Dès que je serai quitte de la rédaction de ce rapport et de la correction des dernières feuilles de mon mémoire qu'on imprime actuellement et où il ne reste pas beaucoup à faire, je t'écrirai la longue lettre que j'ai voulu t'écrire plusieurs fois, sans trouver le temps nécessaire seulement pour en écrire une partie.

J'ai été en masse tout à fait content de ce que tu m'écris dans ces trois lettres ; mais, dans les détails, j'aurais bien des observations à te faire. Ce n'est pas dans une lettre qu'on peut les développer ; nous ne parlerons, si tu veux, que de cela d'abord à ton retour. Il est très vrai que le but de l'homme n'est[270] pas cette vie ; ses plus nobles facultés se rapportent à une autre existence ; elles seraient de vrais contresens dans l'être borné à une durée si bornée, elles qui s'élèvent à l'infini et saisissent l'éternité ; il n'y a point des contresens pareils possibles. Je voudrais pouvoir te développer cette idée qui m'avait tant frappé à ton âge ; mais il faut retourner au rapport. Tu sais tout ce dont je te charge pour les personnes de la famille de Jussieu. Je suis charmé d'apprendre l'existence du père, l'ami dont de Jussieu ne m'avait point parlé. Ta chambre est entièrement prête, toute repeinte il y a déjà plusieurs jours ; elle t'attend, ou plutôt c'est moi qui t'attends avec l'impatience de la plus tendre amitié. Marque-moi l'époque où je pourrai t'embrasser !
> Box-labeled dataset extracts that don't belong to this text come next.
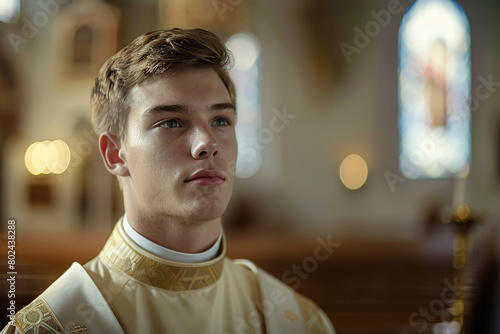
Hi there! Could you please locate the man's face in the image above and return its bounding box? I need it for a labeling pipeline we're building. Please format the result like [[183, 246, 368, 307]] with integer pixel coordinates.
[[120, 68, 237, 221]]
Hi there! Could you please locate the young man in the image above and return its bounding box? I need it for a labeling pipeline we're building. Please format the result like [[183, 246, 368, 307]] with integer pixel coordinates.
[[2, 29, 334, 334]]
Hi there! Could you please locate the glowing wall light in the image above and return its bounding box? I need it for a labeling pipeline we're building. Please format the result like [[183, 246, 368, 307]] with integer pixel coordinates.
[[226, 33, 263, 178], [24, 139, 71, 175], [339, 154, 368, 190]]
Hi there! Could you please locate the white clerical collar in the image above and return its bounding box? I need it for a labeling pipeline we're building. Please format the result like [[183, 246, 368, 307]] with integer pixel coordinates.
[[123, 214, 222, 263]]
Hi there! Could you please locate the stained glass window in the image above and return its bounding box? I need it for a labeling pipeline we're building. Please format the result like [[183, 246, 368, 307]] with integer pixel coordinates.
[[398, 0, 471, 179], [226, 33, 262, 178]]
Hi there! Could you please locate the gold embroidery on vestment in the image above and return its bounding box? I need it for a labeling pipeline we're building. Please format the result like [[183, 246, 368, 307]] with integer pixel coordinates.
[[285, 310, 299, 322], [16, 297, 64, 334], [69, 324, 88, 334], [102, 220, 225, 291]]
Ma cousine est venue se plaindre de ce que ma sœur ne t'avait pas parlé d'elle ; elle m'a chargé de réparer cette faute en te faisant mille amitiés de sa part. Je t'embrasse un million de fois. Ton tendre père 1. A. Ampère

chez M. de Jussieu à Vanteuil
(2) La correspondance de Bredin mentionne trois lettres d'Ampère à Bredin le 23 octobre 1818, le 1er décembre et le 25 décembre, qui nous manquent, sauf le fragment 335 rapporté hypothétiquement au 1er décembre.